Lembro-me bem dos primeiros debates quinzenais desta legislatura. Lembro–me de ouvir PSD e CDS anunciarem o diabo. O diabo era ilustrado com gráficos a demonstrarem a certeza do descontrolo do défice, a certeza do descontrolo orçamental, a certeza do aumento do desemprego, a certeza da paralisação da economia. A estas certezas juntavam-se as certezas do mal-estar internacional e europeu para com um governo do PS suportado pelas “esquerdas unidas”.
A direita que nos deixou na memória a pobreza como caminho moral e oito orçamentos retificativos iniciou a legislatura com uma espécie de apropriação do rigor orçamental, jurando que à esquerda seria o caos e que as boas intenções relativas à devolução de direitos eram delírios socráticos.
De resto, o tempo foi passando e, não chegando o diabo, comprovadas as contas certas, assistindo a números sem memória de descida da taxa de desemprego, devolvidos salários, pensões e prestações sociais, a direita ficou sem outra estratégia que não a de dizer muitas vezes as palavras “bancarrota” e “Sócrates”.
No PSD, a clivagem entre Rio e parte do seu grupo parlamentar é exteriorizada numa oposição vazia. Se é certo que Rui Rio tem qualidades inquestionáveis, não consegue evitar a infiltração no seu partido e no seu grupo parlamentar, em modo “barriga de aluguer”, da direita que a história do PSD rejeitaria. Está lá o tea party devidamente assessorado, pronto para implodir com décadas de História.
Assunção Cristas, por seu turno, assiste ao desmembramento do seu partido. O CDS era menos permeável a gente tea party do que o PSD e subitamente – coincidindo com a saída de Adolfo Mesquita Nunes – temos uma líder prisioneira de fanáticos, uma líder que escreve aos militantes para os sossegar, jurando que não haverá mais “loucuras” como a da criação de uma passadeira de peões LGBT, que ocorreu a um autarca centrista de Arroios. Há muito tempo que escrevo sobre as tendências reacionárias que o CDS alberga, sentindo que um dia chegaria o tempo de terem força. O tempo chegou. Hoje, no CDS, há espaço aberto para a homofobia vil e para um candidato às europeias que normaliza o Vox.

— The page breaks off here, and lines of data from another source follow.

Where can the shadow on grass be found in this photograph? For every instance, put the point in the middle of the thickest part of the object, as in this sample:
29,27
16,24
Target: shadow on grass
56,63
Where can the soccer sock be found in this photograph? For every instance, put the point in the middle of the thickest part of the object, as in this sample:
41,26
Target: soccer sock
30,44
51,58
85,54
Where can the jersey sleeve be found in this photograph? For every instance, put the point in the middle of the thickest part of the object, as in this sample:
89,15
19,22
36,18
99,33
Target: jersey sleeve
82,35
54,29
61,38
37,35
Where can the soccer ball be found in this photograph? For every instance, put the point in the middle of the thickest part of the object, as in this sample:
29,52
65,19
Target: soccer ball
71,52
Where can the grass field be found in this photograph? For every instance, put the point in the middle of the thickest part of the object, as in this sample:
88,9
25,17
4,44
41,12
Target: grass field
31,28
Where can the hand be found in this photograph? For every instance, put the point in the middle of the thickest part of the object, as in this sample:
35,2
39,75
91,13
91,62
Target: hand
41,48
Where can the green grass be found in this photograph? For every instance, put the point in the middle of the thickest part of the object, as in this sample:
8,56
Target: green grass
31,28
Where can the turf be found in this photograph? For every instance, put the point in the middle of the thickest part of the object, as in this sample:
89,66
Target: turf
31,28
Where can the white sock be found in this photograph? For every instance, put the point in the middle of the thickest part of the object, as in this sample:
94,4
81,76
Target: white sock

Ao mesmo tempo, em desnorte, Assunção Cristas apoia todas as reivindicações sindicais, com autenticidade zero, porque sabemos que se fosse governo não estaria ao lado de nenhuma das classes profissionais em causa.
O episódio dos professores foi o epílogo de uma direita perdida. PSD e CDS juntaram–se ao BE e ao PCP para darem a mão a Mário Nogueira, enganando os professores e violando a coesão social: mostraram de forma estridente o quanto mudaram. Ali não há nem estratégia, nem sentido de Estado, nem programa, nem inteligência.
Há quem diga que o PS mudou. Que Costa era o PM da devolução dos direitos e que agora mostrou ser o PM do rigor orçamental. Não é verdade. Desde o início da legislatura que o PS cumpre o seu programa de governo. As medidas tomadas são as que foram ali inscritas e as que resultam dos acordos à esquerda. Nunca, em momento algum, António Costa teve uma postura irresponsável de criar expectativas sem a certeza de que cada direito seria conferido sem perigo de retrocesso não só desse como de outros. Foi-se mais longe, como na contabilização do tempo dos professores, quando possível e com rigor.
O PS, felizmente, não mudou. A direita está irreconhecível.